Closed vondele closed 4 years ago
@vondele I am rather doubtful that such a procedure is theoretically correct. Even with two engines that are equal in strength, if we keep adding games, we will eventually get a significant result (which would be devoid of meaning).
What you are looking for is a sequential procedure for ranking engines. In the past I have thought about this but I could not find anything in the literature that seemed applicable. But this probably means that I did not know what to look for.
I have given up on ranking N engines. But I can decide for each of the N (N - 1) / 2 pairs which engine is stronger (except for the corner case of engines identical in strength, which I will ignore). What I would like is a process which makes sure that each of the N (N - 1) / 2 questions (is i stronger than j) can be answered with the same confidence... Isn't the above coming close?
@vondele To be honest I am not sure. One could try to simulate the procedure and see if it gives meaningful results.
I won't implement this. Producing a LOS matrix (using a sound model like BayesElo) is well beyond the scope of this project. I want to keep c-chess-cli simple and focused.
If it can help, I can produce different output, for example CSV results or whatever can be useful, that another program can use as input to produce advanced statistics.

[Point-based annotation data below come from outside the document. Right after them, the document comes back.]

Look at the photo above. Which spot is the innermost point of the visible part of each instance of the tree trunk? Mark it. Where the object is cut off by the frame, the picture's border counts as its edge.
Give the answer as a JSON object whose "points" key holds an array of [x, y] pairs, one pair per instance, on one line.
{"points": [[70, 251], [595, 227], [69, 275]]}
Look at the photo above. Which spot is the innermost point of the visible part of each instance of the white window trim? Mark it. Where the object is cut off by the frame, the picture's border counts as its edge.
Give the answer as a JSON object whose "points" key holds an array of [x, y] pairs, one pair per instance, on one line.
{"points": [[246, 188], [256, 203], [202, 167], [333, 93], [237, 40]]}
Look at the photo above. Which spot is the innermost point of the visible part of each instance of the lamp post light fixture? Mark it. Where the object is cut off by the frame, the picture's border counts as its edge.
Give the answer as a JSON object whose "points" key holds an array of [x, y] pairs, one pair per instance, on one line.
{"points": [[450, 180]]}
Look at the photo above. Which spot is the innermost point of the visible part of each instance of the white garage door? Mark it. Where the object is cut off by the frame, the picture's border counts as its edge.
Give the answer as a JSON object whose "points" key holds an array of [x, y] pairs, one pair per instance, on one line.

I think what @vondele is looking for is a generalization of SPRT test to n>1 opponents, where each data point is a gauntlet (1 round, possibly 2 games per encounter with color reversed). That would be theoretically sound and achieve the desired result.
OK, closing
this is a suggestion for a feature, and an idea triggered by conversation in https://github.com/lucasart/c-chess-cli/issues/30
What I'm doing now quite often (with nnue) is to run tournaments of multiple different version of engines, and I'd like to figure out a ranking, or more properly a matrix LOS coefficients. Having that matrix with entries either 0 or 100 % helps picking stronger versions. Neither gauntlets not round-robin are efficient in getting the matrix to its final result, it matters to play more when the engines are similar in strength. So, with multiple rounds in the tournament, each next round could pick that engine pair where the LOS is closest to 50% (or least converged to 0% or 100%). It would naturally lead to few games between engines far apart in strength and many games for engines that are close.